Die Gravitation (von lateinisch gravitas, Schwere), ist eine der vier Grundkräfte der Physik. Sie bewirkt die gegenseitige Anziehung von Massen. Gravitation besitzt unbegrenzte Reichweite und lässt sich nicht abschirmen. Namentlich in der Astronomie und Kosmologie spielt sie eine entscheidende Rolle für die Bahnen, die Form und die Entwicklung aller Himmelskörper. Sie bestimmt nicht nur die großräumige Verteilung der Materie im Universum, sondern auch z.B. die Umlaufbahn der Erde um die Sonne oder des Mondes um die Erde. Auf der Erde bewirkt die Gravitation, dass alle Körper, sofern sie nicht durch andere Kräfte daran gehindert werden, „nach unten“, also mehr oder minder exakt in Richtung des Massemittelpunkts der Erde, fallen.

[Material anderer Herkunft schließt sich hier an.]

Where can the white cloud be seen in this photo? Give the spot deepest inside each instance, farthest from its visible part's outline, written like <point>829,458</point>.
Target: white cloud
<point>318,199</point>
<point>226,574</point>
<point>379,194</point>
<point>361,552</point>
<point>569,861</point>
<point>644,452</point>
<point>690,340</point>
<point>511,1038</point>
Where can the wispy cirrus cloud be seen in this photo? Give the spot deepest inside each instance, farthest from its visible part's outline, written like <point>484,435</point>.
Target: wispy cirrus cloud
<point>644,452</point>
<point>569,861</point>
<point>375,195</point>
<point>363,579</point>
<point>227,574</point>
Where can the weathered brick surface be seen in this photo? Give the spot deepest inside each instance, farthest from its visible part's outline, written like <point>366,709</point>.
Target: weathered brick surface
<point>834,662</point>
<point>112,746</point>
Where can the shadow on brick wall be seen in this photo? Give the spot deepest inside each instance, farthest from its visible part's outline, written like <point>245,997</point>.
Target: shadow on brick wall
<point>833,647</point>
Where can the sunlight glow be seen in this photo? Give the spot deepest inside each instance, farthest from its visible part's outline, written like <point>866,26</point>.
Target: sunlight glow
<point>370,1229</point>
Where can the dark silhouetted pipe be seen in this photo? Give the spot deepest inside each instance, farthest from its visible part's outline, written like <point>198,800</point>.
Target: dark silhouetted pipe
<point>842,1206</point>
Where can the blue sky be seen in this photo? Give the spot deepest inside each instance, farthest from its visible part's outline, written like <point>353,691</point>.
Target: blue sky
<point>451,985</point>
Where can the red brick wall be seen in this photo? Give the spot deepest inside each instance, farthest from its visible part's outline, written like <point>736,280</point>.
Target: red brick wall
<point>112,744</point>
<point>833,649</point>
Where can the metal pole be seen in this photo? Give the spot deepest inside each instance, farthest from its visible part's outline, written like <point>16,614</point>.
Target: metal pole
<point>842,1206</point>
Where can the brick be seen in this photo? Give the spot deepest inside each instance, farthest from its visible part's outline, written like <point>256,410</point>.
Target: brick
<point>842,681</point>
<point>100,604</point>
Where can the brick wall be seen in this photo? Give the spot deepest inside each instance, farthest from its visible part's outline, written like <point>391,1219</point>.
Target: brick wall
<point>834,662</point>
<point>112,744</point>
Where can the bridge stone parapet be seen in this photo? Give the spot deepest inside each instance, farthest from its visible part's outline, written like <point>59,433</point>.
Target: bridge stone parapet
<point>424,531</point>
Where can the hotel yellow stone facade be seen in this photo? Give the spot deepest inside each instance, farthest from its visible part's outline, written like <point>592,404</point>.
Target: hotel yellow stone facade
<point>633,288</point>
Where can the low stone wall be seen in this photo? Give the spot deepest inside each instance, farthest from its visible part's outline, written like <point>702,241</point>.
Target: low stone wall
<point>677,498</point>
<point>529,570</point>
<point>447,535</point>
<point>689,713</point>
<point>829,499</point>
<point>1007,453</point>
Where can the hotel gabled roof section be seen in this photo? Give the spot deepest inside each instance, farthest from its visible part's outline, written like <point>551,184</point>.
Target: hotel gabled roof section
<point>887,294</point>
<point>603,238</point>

In der klassischen Physik wird die Gravitation durch Kraftfelder beschrieben. Deren Feldstärke wird Gravitationsbeschleunigung genannt. Ausgehend von der Masse, die von dem Gravitationsfeld umgeben ist, lässt sich die Gravitationsbeschleunigung für jeden Punkt im Raum mit Hilfe des newtonschen Gravitationsgesetzes berechnen. Eine zentrale Rolle spielt dabei die Gravitationskonstante G. Sie ist die bisher am ungenauesten bestimmte physikalische Fundamentalkonstante. Das liegt daran, dass die im Labor erzielbaren Gravitationseffekte relativ schwach sind.

In der allgemeinen Relativitätstheorie wird die Gravitation durch eine Krümmung der vierdimensionalen Raumzeit beschrieben, bei der die räumlichen und zeitlichen Koordinaten als gleichberechtigt betrachtet und alle Änderungen im Rahmen dieser Theorie als geometrisches Problem behandelt werden.

Inhaltsverzeichnis

Geschichte

Das Konzept der Gravitation von Galilei und Hooke besitzt recht alte Vorläufer. Altindische Autoren führten den freien Fall auf eine Kraft zurück, die proportional zur Masse eines Objektes ist und in Richtung des Erdmittelpunkts wirkt. Aristoteles beschrieb die Erde als den Körper, der die Anziehung aller anderen Körper hervorruft. Der persische Astronom Muhammad ibn Musa erklärte im 9. Jahrhundert die Bewegungen der Himmelskörper durch eine Anziehungskraft. Al-Biruni übersetzte im 11. Jahrhundert die Werke der indischen Autoren ins Arabische und ins Persische. Sein Zeitgenosse Alhazen formulierte eine Theorie der Massenanziehung. Der Perser Al-Khazini stellte im 12. Jahrhundert die Vermutung auf, dass die Stärke der Erdanziehung abhängig vom Abstand zum Erdmittelpunkt ist und unterschied zwischen Masse, Gewicht und Kraft. Im 16. Jahrhundert beschrieb Galileo Galilei den freien Fall eines Körpers als gleichmäßig beschleunigte Bewegung, die unabhängig von seiner Masse oder sonstigen Beschaffenheit ist. Der englische Gelehrte Robert Hooke erklärte um 1670 die Wirkung der Gravitation mit Hilfe von „Gravitationstrichtern“ und erklärte, dass die Gravitation eine Eigenschaft aller massebehafteten Körper sei und umso größer, je näher sich zwei Körper zueinander befänden. Die Theorie, dass die Schwerkraft umgekehrt proportional zum Quadrat des Abstands vom Massezentrum ist, taucht 1680 in einem Brief Hookes an Newton erstmals auf.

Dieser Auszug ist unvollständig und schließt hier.